Coping With Grief
An anencephaly diagnosis forces parents and family members to confront the loss of a child, whether they decide to carry the infant to full term or electively end the pregnancy. Grieving over this loss is a long, difficult process, but there are certain strategies that can help you cope and individuals and organizations that can offer counseling and sympathy.
What to Expect
You may surprise yourself with the way you feel after your child’s anencephaly diagnosis. The fact is that everyone grieves in their own way, and you and your partner may have different responses to the diagnosis. For you, it may be cathartic to speak about the child often, or it may be better to never bring them up; what is an effective coping strategy for you might be different for your spouse or partner. It’s important to remain communicative about how you’re feeling and to validate one another’s approach to grief, even if you grieve in different ways.
- Anger: This is one of the first emotions that can present itself when coping with grief, especially with something as little understood as anencephaly. Anger is normal, and it may manifest itself in looking for someone to blame, be it God, the doctors, or yourself. It’s important to discuss these feelings with someone, such as a counselor, your spouse, a minister, or a support group. Anger that isn’t expressed can manifest itself later as depression.

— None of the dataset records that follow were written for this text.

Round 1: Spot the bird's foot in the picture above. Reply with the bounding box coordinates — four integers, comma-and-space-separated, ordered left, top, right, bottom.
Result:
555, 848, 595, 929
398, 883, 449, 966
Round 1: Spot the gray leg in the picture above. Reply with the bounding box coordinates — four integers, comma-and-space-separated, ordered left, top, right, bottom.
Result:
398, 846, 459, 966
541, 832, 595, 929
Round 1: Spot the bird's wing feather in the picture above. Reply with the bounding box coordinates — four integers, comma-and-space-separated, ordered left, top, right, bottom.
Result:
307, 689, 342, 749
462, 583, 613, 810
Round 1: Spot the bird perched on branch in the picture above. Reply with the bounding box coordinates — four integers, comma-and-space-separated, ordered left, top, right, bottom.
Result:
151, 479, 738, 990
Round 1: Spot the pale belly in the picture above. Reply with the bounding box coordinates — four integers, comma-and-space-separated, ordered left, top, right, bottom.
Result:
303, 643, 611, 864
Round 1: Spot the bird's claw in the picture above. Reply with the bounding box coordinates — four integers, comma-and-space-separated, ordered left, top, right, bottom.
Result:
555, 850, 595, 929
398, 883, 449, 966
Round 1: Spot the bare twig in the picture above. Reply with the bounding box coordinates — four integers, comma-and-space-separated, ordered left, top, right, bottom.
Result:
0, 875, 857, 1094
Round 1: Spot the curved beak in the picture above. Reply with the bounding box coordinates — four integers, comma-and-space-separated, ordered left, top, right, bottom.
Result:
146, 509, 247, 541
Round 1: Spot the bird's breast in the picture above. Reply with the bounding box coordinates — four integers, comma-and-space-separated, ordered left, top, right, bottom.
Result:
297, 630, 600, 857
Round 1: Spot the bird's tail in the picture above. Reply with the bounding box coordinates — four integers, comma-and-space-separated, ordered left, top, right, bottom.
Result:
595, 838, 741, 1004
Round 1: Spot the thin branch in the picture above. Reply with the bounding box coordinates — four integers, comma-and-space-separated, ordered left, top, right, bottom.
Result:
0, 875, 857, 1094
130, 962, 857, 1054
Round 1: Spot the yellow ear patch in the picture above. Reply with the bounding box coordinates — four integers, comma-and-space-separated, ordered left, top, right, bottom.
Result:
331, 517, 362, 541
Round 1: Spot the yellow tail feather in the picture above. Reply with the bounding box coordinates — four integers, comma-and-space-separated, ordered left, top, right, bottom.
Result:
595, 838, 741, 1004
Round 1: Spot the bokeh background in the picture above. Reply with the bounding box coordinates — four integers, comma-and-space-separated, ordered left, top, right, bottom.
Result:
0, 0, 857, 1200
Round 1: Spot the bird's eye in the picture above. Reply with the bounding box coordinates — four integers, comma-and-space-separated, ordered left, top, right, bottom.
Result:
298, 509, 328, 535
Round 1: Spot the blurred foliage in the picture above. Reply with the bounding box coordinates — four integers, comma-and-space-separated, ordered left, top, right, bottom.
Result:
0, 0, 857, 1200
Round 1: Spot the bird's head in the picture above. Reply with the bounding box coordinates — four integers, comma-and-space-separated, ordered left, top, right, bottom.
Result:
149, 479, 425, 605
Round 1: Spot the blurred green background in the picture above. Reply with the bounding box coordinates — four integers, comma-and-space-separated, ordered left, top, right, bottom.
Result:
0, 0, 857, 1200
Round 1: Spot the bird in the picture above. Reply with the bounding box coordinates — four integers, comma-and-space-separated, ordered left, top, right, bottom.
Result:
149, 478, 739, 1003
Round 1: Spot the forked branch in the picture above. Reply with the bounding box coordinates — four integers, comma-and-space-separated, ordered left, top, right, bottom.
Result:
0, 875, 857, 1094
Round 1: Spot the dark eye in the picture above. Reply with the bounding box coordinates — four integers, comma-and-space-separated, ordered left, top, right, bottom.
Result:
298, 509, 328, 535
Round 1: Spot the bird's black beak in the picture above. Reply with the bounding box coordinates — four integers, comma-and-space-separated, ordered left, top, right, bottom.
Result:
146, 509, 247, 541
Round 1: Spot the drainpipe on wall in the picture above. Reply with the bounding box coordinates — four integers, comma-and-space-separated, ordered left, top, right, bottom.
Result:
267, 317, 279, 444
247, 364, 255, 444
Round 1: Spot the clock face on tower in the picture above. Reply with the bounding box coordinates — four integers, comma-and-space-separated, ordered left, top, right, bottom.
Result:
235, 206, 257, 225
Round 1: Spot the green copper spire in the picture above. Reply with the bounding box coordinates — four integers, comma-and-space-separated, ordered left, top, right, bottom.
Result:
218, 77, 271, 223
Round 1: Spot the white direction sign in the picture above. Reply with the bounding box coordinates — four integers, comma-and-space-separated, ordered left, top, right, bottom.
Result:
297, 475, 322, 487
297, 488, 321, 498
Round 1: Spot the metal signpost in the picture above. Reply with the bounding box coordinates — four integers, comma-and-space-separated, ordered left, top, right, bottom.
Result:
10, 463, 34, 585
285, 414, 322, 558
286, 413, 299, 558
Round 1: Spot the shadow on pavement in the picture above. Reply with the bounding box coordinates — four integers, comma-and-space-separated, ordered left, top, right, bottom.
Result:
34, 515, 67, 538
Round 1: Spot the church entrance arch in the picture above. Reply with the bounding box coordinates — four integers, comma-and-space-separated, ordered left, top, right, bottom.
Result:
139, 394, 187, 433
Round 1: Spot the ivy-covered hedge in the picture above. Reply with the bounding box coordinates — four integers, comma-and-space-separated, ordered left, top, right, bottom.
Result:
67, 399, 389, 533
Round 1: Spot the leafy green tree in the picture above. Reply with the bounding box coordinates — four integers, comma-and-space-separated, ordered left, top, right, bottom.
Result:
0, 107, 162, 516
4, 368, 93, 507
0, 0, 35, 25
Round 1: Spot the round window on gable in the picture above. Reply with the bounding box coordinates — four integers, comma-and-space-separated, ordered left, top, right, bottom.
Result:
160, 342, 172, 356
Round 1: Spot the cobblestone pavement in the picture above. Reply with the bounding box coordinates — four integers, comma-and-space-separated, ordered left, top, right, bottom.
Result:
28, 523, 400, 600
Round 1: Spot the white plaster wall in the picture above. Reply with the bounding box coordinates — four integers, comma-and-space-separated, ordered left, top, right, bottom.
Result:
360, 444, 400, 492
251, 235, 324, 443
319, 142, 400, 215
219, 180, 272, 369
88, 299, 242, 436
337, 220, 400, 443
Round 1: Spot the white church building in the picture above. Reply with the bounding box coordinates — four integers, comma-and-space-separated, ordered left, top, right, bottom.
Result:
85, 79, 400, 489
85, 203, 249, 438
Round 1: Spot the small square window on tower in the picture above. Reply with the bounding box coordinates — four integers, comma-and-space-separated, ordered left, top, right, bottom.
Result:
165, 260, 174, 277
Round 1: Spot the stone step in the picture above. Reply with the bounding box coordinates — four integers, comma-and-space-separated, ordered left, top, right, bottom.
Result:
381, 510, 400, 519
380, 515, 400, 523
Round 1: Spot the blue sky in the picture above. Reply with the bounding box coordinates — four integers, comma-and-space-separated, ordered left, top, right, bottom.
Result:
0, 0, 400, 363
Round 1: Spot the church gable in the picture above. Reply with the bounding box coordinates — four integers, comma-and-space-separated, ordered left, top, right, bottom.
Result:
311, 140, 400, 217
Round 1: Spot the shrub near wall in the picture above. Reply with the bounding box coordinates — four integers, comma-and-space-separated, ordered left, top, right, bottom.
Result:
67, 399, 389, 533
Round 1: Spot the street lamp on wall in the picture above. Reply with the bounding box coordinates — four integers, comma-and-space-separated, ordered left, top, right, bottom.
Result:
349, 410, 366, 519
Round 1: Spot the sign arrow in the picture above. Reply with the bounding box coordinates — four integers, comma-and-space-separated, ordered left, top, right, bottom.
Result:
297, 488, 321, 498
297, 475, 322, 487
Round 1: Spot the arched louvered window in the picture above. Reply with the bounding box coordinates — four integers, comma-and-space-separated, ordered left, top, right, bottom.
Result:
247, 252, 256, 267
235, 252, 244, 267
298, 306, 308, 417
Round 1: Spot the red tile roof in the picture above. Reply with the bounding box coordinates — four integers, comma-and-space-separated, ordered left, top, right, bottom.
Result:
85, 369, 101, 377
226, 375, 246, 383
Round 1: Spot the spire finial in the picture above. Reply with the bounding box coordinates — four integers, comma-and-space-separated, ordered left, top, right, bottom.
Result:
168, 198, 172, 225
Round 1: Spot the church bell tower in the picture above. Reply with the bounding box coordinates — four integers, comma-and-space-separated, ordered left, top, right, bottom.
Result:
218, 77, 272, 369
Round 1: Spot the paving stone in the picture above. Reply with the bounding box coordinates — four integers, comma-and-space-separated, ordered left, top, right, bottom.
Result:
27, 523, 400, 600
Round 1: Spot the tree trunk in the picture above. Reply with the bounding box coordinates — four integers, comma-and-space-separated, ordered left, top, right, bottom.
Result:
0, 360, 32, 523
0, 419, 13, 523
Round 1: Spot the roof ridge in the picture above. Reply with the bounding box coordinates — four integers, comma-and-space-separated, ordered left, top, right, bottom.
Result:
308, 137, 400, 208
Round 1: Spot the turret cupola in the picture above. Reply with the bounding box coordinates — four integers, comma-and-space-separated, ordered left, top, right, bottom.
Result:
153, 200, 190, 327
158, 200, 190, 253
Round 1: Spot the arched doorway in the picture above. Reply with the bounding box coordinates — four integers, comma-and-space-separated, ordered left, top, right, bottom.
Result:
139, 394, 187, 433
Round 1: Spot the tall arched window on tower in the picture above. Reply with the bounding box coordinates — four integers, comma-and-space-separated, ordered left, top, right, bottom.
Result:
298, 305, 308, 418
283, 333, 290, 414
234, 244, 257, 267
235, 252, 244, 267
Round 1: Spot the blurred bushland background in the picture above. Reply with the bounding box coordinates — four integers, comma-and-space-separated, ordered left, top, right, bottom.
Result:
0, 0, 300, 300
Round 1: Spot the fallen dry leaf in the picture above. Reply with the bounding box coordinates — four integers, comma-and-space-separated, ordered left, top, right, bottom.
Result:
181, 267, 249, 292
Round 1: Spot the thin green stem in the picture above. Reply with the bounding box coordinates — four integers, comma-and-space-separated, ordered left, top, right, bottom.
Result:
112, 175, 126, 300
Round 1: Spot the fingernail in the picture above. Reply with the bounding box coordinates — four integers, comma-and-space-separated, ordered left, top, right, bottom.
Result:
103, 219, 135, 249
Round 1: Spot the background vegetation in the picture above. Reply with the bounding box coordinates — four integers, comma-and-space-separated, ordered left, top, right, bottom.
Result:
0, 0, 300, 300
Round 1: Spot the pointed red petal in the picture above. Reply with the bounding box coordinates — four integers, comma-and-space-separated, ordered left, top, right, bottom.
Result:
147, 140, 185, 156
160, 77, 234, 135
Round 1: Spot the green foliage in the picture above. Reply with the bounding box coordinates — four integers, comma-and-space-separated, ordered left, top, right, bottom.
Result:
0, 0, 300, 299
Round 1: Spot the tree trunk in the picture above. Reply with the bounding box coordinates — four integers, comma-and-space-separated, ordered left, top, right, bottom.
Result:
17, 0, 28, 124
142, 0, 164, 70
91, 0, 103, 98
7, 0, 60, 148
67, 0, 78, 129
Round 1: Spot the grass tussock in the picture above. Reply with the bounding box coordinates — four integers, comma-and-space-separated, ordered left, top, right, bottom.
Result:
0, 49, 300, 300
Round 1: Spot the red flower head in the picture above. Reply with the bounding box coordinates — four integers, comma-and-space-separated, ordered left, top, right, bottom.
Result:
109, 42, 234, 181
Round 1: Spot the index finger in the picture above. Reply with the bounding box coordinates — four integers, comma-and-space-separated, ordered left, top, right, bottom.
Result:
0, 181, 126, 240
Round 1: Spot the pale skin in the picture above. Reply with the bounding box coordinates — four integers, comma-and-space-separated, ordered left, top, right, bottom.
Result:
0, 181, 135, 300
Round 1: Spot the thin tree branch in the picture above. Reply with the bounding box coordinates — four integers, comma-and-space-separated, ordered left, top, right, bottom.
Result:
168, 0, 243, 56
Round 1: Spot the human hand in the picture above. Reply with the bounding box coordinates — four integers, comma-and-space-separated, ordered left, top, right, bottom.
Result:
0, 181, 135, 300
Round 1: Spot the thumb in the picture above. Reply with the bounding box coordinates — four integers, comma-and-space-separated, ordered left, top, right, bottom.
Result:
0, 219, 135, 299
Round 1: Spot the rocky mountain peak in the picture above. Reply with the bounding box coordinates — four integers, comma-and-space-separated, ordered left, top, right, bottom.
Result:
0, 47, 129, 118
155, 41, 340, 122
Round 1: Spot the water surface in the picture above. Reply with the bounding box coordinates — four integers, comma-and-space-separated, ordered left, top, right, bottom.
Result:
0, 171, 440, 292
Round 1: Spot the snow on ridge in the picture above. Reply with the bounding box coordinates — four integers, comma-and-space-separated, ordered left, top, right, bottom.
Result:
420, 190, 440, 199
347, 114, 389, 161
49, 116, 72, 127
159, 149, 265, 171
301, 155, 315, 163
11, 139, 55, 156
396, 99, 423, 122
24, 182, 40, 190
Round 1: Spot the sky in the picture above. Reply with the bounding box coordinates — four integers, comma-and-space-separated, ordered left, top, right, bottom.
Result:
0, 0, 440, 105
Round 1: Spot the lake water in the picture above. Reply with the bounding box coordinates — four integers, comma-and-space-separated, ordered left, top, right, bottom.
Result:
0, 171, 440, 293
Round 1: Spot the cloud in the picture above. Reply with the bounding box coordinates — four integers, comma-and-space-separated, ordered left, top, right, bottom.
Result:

- Guilt: Even though anencephaly is a little understood birth defect, parents may find themselves feeling personally guilty after the diagnosis. The mother may blame herself for not taking enough prenatal vitamins, for overstressing during the pregnancy, or for a million other actions. Like feelings of anger, guilty feelings should be discussed with one another or in a support setting; exploring the guilt with others can help parents see that the anencephaly diagnosis was not their fault.
Other Changes You May Experience
- Emotional Changes: Your internal emotional life is likely to experience many changes when grieving over the loss of a child. Your mood may be unsteady and you may experience quick, overwhelming changes in your emotions. Some may dwell on thoughts of the child constantly.
- Physical Issues: The extreme emotional trauma of an anencephaly diagnosis is likely to manifest itself in physical ways too. You may experience a lack of appetite, trouble sleeping, tiredness, and a general restlessness. Some may turn to alcohol and drugs to help cope during this period; while these stimulants may provide immediate relief, it’s important to remember that their overuse can prolong the grieving period.
- Sexual Concerns: Many parents experience a change in their sex life after the loss of an infant. Some may temporarily lose interest in sex and associate having sex with the loss of their child. Others may want to immediately engage in trying to have another child to help alleviate the grief of the anencephaly diagnosis. Everyone is different, and it’s important to be sensitive to your partner’s feelings at this time.
How to Help Yourself and One Another
- Find Support: An online or in-person support group can be a great way to air feelings and work through the grieving process. Psychiatrists, couples counseling, or a religious leader can provide support and advice.
- Maintain Communication: Studies have shown that couples can best weather the storm of grief together when they maintain open lines of communication. Being honest but gentle with one another can help strengthen the relationship through the trial of grief.
Source:
Coping With the Loss of a Child. (2010) Naomi Bower & Kimber Peart. Utah State University.